Docker & Experiments

Docker is mandatory for all experiments on AIRLab servers. It is not optional, and it is not just for production code. Running experiments inside containers ensures that every result is isolated and reproducible — by you six months from now, by your co-supervisor, and by any future lab member who builds on your work.

Why Docker?

Without containers, every researcher installs packages globally with pip or conda. Over time, incompatible versions accumulate, experiments break, and nobody can tell which version of a library produced which result. Docker fixes this:

  • Isolation — your dependencies cannot interfere with anyone else's, and vice versa.
  • Reproducibility — pin every dependency to an exact version; anyone can rebuild the same environment from scratch.
  • Portability — the same container runs on Westworld, a cloud VM, or your laptop.
  • Clean servers — no global package pollution;.

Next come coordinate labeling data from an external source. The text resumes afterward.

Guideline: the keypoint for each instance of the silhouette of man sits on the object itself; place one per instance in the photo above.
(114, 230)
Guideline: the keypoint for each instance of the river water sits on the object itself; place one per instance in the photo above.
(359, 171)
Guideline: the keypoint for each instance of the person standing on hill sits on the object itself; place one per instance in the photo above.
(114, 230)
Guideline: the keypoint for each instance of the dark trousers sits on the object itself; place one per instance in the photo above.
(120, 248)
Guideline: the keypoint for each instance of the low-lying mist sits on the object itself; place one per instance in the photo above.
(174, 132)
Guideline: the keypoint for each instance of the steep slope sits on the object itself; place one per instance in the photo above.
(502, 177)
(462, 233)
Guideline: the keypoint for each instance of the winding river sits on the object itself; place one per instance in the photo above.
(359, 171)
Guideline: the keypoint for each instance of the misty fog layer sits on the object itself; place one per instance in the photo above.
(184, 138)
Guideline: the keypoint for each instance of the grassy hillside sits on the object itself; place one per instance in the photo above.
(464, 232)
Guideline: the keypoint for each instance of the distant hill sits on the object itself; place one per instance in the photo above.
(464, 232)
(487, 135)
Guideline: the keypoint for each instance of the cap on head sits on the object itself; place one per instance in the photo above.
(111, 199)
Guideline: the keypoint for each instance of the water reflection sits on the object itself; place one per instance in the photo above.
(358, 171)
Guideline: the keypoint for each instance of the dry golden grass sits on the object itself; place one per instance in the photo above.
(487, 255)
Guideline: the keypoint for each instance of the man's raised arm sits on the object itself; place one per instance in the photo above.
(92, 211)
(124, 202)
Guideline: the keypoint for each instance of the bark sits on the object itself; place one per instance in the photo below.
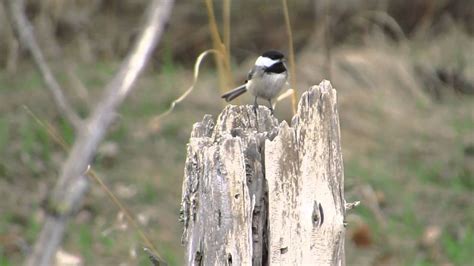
(260, 192)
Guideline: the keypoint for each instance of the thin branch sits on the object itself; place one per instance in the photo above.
(23, 29)
(72, 185)
(291, 55)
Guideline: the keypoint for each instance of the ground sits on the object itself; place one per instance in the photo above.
(408, 155)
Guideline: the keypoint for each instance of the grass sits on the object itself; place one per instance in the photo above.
(422, 173)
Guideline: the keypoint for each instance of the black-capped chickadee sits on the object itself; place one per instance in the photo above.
(265, 80)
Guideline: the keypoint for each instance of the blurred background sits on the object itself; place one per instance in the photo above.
(404, 72)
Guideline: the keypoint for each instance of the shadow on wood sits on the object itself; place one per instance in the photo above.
(260, 192)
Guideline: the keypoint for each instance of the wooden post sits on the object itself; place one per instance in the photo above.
(259, 192)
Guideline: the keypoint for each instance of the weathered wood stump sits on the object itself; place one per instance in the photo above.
(259, 192)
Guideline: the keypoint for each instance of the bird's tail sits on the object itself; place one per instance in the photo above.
(229, 96)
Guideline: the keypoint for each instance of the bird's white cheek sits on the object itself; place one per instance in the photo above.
(265, 61)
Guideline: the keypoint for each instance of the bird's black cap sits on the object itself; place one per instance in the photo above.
(273, 54)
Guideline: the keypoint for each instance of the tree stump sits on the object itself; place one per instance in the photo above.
(260, 192)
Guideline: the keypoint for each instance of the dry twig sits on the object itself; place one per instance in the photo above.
(23, 29)
(72, 184)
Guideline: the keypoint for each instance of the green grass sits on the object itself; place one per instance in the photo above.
(459, 249)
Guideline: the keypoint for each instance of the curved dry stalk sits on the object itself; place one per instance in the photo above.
(223, 63)
(197, 64)
(72, 183)
(23, 29)
(92, 174)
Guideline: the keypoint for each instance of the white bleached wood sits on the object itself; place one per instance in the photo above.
(256, 192)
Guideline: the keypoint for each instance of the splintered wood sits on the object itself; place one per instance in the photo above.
(259, 192)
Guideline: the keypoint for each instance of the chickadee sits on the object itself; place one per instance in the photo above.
(265, 80)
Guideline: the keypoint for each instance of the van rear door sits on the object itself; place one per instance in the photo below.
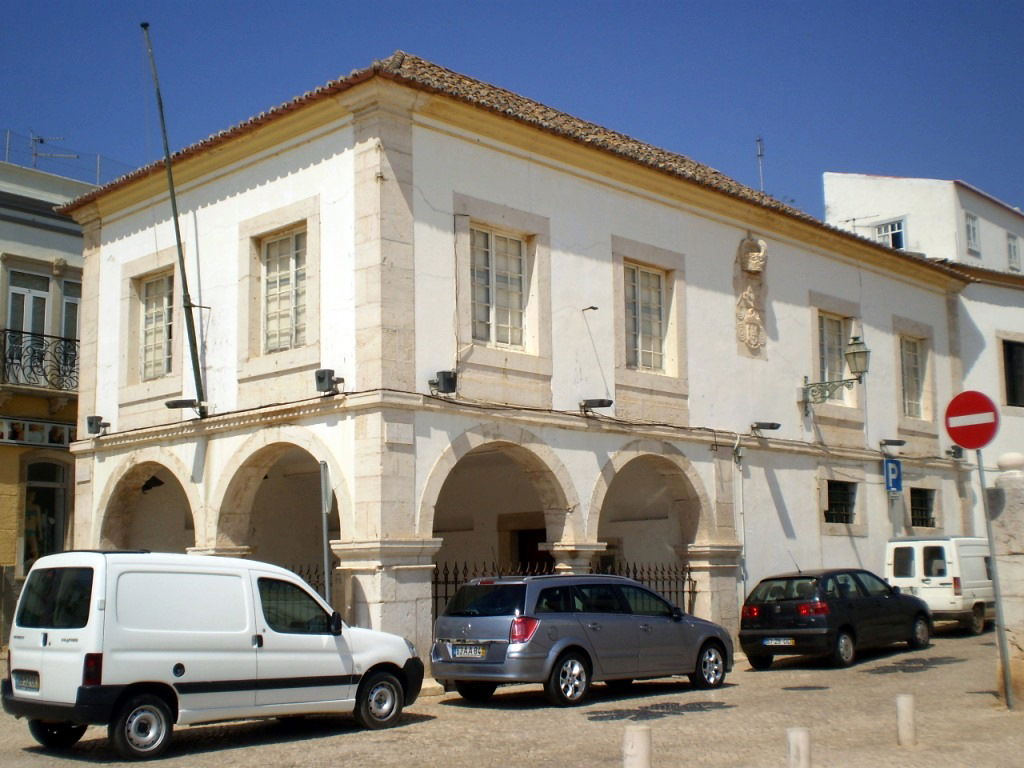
(52, 632)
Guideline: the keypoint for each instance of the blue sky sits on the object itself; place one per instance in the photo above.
(906, 88)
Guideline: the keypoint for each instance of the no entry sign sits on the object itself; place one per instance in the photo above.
(972, 420)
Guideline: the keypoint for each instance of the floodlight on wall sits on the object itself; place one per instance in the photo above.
(857, 357)
(327, 382)
(588, 406)
(443, 383)
(95, 424)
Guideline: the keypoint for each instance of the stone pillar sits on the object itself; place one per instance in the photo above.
(1008, 542)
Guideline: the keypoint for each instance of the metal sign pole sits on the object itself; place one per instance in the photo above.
(1000, 630)
(326, 510)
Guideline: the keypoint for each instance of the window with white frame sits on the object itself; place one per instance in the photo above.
(890, 233)
(912, 368)
(644, 291)
(973, 238)
(833, 335)
(498, 264)
(842, 502)
(284, 259)
(158, 326)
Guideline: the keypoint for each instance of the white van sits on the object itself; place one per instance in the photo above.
(953, 574)
(139, 641)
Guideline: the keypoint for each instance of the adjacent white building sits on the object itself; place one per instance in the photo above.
(555, 342)
(958, 224)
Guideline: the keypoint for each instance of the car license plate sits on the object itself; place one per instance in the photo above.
(467, 651)
(26, 680)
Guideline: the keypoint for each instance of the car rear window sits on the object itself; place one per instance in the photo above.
(487, 600)
(55, 599)
(772, 590)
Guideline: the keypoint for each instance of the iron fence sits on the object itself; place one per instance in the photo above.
(674, 581)
(39, 360)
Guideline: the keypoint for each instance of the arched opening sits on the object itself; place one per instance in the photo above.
(272, 507)
(649, 514)
(148, 510)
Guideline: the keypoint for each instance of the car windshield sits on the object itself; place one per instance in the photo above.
(56, 599)
(487, 600)
(796, 588)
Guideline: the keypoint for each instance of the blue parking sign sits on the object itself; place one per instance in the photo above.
(893, 470)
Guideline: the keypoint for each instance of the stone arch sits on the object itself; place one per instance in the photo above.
(239, 482)
(551, 479)
(684, 480)
(120, 495)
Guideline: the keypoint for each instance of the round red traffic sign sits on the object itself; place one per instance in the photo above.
(972, 420)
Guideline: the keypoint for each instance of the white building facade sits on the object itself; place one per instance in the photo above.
(482, 272)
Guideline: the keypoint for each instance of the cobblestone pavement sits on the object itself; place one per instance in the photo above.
(851, 715)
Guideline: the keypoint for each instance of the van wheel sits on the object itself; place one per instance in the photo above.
(844, 649)
(55, 735)
(379, 701)
(976, 624)
(568, 682)
(473, 690)
(921, 633)
(142, 727)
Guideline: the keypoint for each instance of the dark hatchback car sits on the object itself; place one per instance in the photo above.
(568, 631)
(828, 613)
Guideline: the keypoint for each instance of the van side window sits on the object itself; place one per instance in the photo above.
(903, 562)
(56, 599)
(935, 561)
(290, 609)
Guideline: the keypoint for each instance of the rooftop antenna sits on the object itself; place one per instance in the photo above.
(37, 141)
(186, 304)
(761, 161)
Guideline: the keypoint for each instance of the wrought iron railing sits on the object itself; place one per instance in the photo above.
(39, 360)
(674, 581)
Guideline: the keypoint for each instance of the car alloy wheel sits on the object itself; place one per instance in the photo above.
(711, 668)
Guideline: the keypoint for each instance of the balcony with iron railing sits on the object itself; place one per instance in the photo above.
(38, 360)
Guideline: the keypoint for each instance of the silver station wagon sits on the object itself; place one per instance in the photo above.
(567, 632)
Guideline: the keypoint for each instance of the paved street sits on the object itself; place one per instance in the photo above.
(851, 715)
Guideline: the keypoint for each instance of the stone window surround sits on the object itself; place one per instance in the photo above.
(535, 357)
(672, 379)
(818, 303)
(253, 364)
(1001, 336)
(856, 475)
(133, 274)
(904, 327)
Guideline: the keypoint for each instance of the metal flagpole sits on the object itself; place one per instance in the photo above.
(186, 304)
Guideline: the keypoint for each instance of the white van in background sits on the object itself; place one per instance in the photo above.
(951, 573)
(139, 641)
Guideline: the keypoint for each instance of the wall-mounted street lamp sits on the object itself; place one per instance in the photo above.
(857, 356)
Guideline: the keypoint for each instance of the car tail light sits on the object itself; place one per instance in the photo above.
(92, 669)
(522, 629)
(815, 608)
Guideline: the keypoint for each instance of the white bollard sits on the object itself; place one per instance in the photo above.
(800, 747)
(636, 747)
(906, 732)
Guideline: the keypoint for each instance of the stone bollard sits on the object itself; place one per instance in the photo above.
(799, 740)
(1008, 548)
(636, 747)
(906, 729)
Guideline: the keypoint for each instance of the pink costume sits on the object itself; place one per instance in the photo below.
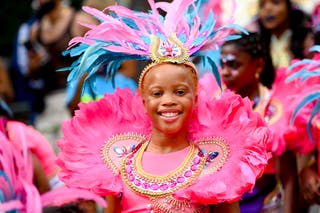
(103, 151)
(103, 147)
(23, 135)
(16, 175)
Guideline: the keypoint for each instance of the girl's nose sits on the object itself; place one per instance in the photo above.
(168, 99)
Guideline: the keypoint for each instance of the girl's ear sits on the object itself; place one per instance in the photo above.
(260, 65)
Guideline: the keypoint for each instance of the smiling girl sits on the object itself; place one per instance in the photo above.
(171, 147)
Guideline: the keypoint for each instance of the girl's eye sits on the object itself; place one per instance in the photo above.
(156, 94)
(180, 92)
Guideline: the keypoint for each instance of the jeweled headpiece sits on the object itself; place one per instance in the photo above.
(125, 34)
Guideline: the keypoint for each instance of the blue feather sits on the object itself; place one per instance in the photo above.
(308, 99)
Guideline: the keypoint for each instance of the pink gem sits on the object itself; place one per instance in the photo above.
(131, 178)
(194, 167)
(164, 187)
(129, 161)
(196, 160)
(137, 182)
(145, 185)
(173, 184)
(200, 154)
(180, 179)
(154, 186)
(129, 169)
(188, 174)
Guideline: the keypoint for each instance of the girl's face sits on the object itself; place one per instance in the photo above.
(239, 69)
(273, 13)
(169, 97)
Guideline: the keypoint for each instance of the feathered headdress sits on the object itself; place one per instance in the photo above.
(129, 35)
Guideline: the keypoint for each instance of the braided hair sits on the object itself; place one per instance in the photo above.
(252, 44)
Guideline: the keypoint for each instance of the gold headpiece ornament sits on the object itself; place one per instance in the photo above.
(170, 51)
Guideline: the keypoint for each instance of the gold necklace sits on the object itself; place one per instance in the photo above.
(159, 186)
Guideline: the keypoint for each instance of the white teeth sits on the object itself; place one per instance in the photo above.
(169, 114)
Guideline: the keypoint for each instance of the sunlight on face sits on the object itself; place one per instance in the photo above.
(169, 97)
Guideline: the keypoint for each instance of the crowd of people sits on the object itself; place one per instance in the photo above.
(114, 110)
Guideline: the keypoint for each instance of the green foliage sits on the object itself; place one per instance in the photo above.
(12, 14)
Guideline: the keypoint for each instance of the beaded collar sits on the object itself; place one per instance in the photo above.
(147, 184)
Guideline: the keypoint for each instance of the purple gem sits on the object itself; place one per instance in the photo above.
(164, 187)
(200, 153)
(196, 161)
(194, 167)
(154, 186)
(129, 169)
(173, 184)
(129, 161)
(188, 174)
(137, 182)
(145, 185)
(180, 179)
(131, 178)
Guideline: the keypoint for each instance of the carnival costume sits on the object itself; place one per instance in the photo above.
(103, 147)
(306, 73)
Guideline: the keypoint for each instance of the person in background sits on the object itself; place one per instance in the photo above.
(247, 70)
(30, 70)
(169, 147)
(6, 89)
(285, 30)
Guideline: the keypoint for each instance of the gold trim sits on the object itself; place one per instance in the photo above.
(158, 180)
(219, 141)
(157, 56)
(106, 148)
(175, 173)
(278, 113)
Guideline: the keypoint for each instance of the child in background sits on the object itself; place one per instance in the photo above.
(170, 147)
(247, 70)
(285, 30)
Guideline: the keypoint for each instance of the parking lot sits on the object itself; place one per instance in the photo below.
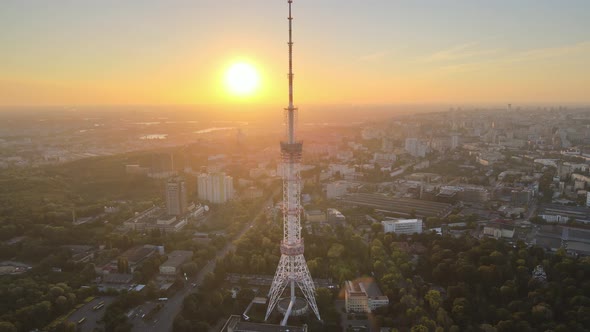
(88, 317)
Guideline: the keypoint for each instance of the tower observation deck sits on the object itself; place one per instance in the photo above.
(292, 269)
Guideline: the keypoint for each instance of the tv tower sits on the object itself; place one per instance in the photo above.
(292, 269)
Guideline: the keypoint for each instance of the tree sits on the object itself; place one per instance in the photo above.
(433, 299)
(7, 327)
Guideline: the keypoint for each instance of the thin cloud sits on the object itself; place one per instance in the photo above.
(505, 58)
(459, 52)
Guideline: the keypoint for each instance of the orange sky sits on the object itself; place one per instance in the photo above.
(107, 52)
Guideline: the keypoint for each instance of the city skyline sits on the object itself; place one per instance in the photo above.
(382, 52)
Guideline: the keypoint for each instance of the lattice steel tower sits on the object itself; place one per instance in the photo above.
(292, 269)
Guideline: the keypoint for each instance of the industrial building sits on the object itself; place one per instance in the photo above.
(562, 213)
(400, 207)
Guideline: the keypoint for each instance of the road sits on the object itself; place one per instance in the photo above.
(91, 316)
(164, 319)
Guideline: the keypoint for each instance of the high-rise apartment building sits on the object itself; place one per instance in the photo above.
(176, 197)
(215, 187)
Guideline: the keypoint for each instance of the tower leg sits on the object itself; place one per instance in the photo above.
(292, 268)
(278, 285)
(307, 286)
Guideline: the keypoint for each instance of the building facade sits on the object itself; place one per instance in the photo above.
(363, 296)
(176, 197)
(402, 226)
(215, 187)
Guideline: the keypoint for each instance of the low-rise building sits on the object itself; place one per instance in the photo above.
(176, 259)
(402, 226)
(363, 296)
(315, 216)
(335, 216)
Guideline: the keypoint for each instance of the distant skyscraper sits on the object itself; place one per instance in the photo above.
(176, 197)
(216, 187)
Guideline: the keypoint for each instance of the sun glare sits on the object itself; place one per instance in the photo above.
(242, 79)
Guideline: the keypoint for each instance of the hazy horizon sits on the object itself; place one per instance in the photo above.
(382, 52)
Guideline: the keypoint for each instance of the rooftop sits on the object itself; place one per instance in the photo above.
(235, 324)
(178, 257)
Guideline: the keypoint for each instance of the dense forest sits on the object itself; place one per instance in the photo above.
(434, 283)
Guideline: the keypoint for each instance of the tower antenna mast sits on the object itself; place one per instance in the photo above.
(292, 269)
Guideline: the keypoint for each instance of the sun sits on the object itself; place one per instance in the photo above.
(242, 79)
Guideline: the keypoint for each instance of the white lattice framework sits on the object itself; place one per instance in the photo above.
(292, 269)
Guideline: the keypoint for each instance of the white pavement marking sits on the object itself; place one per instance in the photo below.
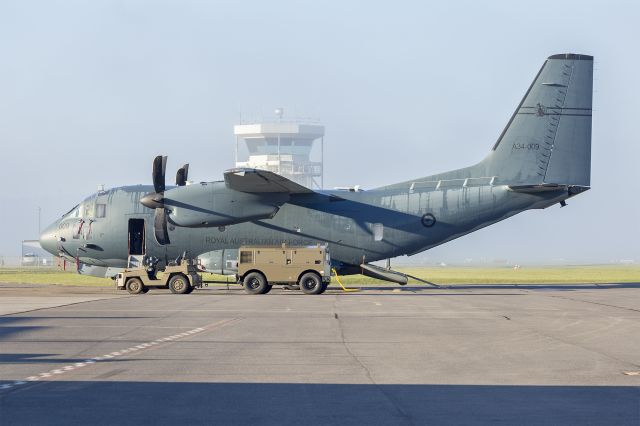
(97, 359)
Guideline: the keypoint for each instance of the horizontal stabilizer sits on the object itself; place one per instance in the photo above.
(262, 181)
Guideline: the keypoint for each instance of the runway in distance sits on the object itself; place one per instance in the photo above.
(541, 158)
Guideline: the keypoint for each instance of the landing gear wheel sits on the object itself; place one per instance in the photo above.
(134, 286)
(179, 284)
(255, 283)
(311, 283)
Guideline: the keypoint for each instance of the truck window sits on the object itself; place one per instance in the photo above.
(246, 257)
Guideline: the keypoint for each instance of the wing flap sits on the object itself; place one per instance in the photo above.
(261, 181)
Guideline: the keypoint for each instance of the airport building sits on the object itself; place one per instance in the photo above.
(283, 146)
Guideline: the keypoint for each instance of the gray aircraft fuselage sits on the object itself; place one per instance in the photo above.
(360, 227)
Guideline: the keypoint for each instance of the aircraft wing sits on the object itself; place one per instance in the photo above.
(254, 180)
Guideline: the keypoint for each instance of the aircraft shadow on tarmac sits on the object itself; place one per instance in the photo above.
(159, 403)
(559, 287)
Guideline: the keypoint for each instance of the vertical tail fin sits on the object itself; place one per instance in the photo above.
(548, 138)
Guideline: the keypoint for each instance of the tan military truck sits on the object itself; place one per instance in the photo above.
(181, 278)
(259, 268)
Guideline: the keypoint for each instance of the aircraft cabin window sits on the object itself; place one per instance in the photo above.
(378, 231)
(88, 210)
(101, 210)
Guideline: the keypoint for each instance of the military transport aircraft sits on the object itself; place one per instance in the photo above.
(542, 157)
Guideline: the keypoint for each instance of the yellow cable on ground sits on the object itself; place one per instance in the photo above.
(340, 282)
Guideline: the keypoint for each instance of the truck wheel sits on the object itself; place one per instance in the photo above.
(311, 283)
(179, 284)
(134, 286)
(255, 283)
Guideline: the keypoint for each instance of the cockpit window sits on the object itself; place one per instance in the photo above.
(101, 210)
(74, 212)
(88, 210)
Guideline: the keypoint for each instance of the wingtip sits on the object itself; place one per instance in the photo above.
(572, 56)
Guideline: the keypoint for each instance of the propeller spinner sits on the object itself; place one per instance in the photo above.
(156, 200)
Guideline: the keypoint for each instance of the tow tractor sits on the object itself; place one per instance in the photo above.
(181, 277)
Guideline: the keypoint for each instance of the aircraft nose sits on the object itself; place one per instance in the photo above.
(49, 239)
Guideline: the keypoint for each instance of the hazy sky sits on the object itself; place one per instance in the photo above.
(91, 91)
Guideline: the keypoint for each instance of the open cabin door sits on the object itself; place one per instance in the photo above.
(136, 241)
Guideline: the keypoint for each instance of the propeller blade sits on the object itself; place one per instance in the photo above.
(159, 169)
(160, 227)
(182, 175)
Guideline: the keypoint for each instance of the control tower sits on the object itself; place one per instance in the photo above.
(283, 146)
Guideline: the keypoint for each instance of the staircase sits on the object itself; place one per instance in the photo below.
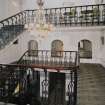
(91, 85)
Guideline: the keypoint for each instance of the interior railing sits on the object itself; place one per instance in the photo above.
(27, 82)
(11, 27)
(87, 15)
(18, 82)
(51, 59)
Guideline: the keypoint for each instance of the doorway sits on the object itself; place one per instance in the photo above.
(56, 88)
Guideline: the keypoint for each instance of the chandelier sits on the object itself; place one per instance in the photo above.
(40, 25)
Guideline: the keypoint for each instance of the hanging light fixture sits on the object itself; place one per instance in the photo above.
(40, 26)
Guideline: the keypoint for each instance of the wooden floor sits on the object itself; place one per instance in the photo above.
(91, 85)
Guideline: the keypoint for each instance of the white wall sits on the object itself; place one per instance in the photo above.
(70, 38)
(9, 8)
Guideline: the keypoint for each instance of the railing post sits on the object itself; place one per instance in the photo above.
(75, 86)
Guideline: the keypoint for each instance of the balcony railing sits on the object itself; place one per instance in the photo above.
(51, 59)
(17, 81)
(87, 15)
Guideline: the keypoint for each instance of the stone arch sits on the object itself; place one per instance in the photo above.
(85, 48)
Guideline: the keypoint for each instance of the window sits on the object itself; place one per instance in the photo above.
(85, 49)
(32, 48)
(57, 48)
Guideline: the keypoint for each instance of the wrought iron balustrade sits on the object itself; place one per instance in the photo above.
(47, 58)
(86, 15)
(17, 83)
(11, 27)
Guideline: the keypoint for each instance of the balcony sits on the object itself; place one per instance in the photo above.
(77, 16)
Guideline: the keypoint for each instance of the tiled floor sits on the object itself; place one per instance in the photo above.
(91, 85)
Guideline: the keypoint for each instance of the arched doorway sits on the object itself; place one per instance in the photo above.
(33, 48)
(85, 49)
(57, 48)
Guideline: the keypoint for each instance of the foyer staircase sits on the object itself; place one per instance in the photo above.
(91, 85)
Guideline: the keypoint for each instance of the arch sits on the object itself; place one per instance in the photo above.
(85, 48)
(33, 48)
(57, 48)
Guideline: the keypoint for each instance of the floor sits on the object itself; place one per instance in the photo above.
(91, 85)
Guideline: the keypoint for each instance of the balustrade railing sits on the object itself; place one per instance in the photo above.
(51, 59)
(11, 27)
(21, 85)
(87, 15)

The standard development cycle is:

  1. Write a Dockerfile describing your environment
  2. Build it into a Docker image (a binary snapshot)
  3. Run the image as a container, mounting your code and dataset from outside
  4. Develop / debug by attaching to the running container
  5. Stop and remove the container when done; the image can be rebuilt at any time

Project Structure

Every project should follow this layout. It makes your repository self-contained — anyone who clones it can build the environment and run the code without asking you anything.

my_project/
text
my_project/
├── src/                   # your source code
│   ├── __init__.py
│   ├── train.py
│   └── evaluate.py
├── configs/               # YAML/JSON configuration files, if any
│   └── default.yaml
├── Dockerfile
├── requirements.txt       # Python dependencies (pinned versions)
├── .runconfigs            # Docker run options
├── .gitignore
└── README.md              # setup & usage instructions

Writing a Dockerfile

A Dockerfile is a script that describes how to build a Docker image. It consists of a series of instructions (e.g., FROM, RUN, COPY) that are executed in order.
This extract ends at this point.